魔術...確か異国が使う魔法の劣化のようなもの。ただ、ヒロインの一人が基本の火,水,風,土,無属性の魔法と魔術を覚えていたよな...魔法や魔術の才能はなかったが何故か急成長していた....


「同時に覚えていけば何かを得られるのかかもしれない」


俺は、制御魔法の基本書と、魔術の入門書を手に持ち、席へ戻る。


***


「リオ?もう6時だよ〜。」


「あれ?アリシア?」


アリシアが私の方をとんとんしていることに気づく。6時だって?そんなに集中していたのか?

窓を見ると、空にはもう星が瞬いていて、薄明になっていた。


「遅くなっちゃってごめんね。アリシア...そろそろ帰ろうか」


「いいよ。リオの考えていることを見て、魔術の勉強もできたし」


「それなら良かったよ。」


私達は鈴の音と図書館を出て、寒気を感じる。

寒気...まだ春になったばかりだからだろう......

...不思議と脳が一瞬だけ思考停止する。


「リオ?どうし....」


「ひとまず...隠れよう...」


「.....うん....」


俺達は小声で図書館の外にある外壁に身を潜める。

寒気はどんどん大きく、強大になっていく。


「おいおい、シェラクス〜なんかいいものゲットできたか?」


「少しだな。だが、2つとも切れ味は一般的には良質なレベルだ。これでも十分だろう」


俺は話をする2人の男たちをこっそりと見る。

一人は両手に銀色の剣をもつ両手剣士...もう一方の者は素手で、手は赤い何かで染まっている。

この二人を圧を見ればもう分かる。

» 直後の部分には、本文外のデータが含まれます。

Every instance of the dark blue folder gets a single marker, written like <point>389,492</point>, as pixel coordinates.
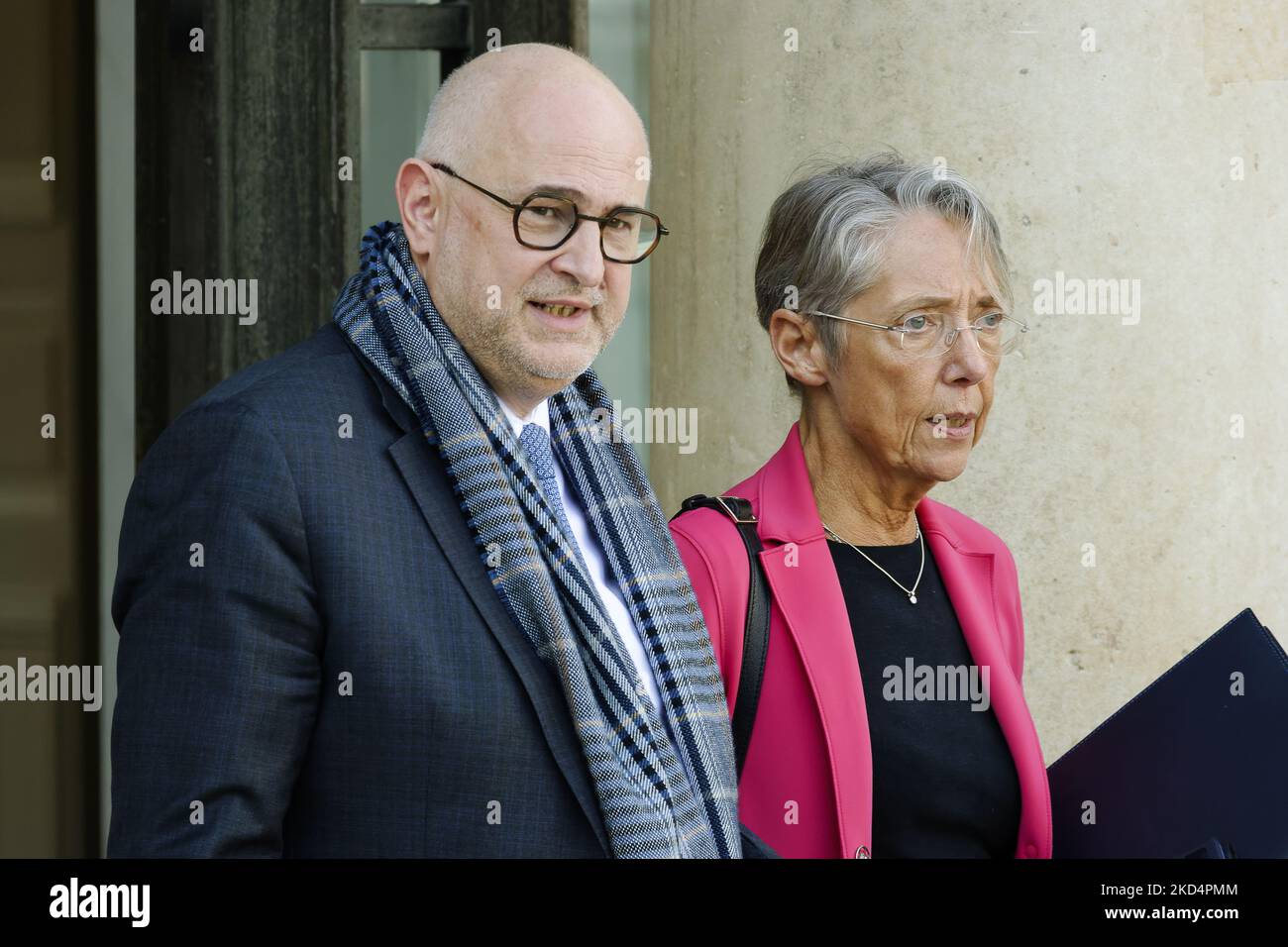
<point>1186,768</point>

数段以上は格上だ。


「.....シェラクス...今....生物が動くような...空気の揺れを感じたぞ」


「俺も...視線を感じた。誰かが俺達の話を聞いているのか...見ているのか...」


「殺せば証拠は消える。」


まずい。接触すれば確実に殺される。

絶対に...動いてはいけ...


「にゃー」


可愛い白色の子猫が男達の元に寄ってきた。助かったよ。ねこちゃ.....


その瞬間...男の一人は子猫を蹴り飛ばし、その子猫は俺達が隠れている外壁に向かって当たる。


「邪魔だ邪魔だ!肉片が!」


「おいアーゴ....流石にそれはよ.....」


「ライトニング」


「....?!アリ...」


アリシアは2人に向かって雷魔法...ライトニングを放つ。

予想外の攻撃だったのか、男達は反応が1テンポほど遅れてしまう。


「なっ!」


「?!!!」


ライトニングが男たちに直撃し、雷が地面に伝い、広がっていく。

学園より1段階か弱かったが、その威力は並大抵の魔法使いを遥かに上回っていた。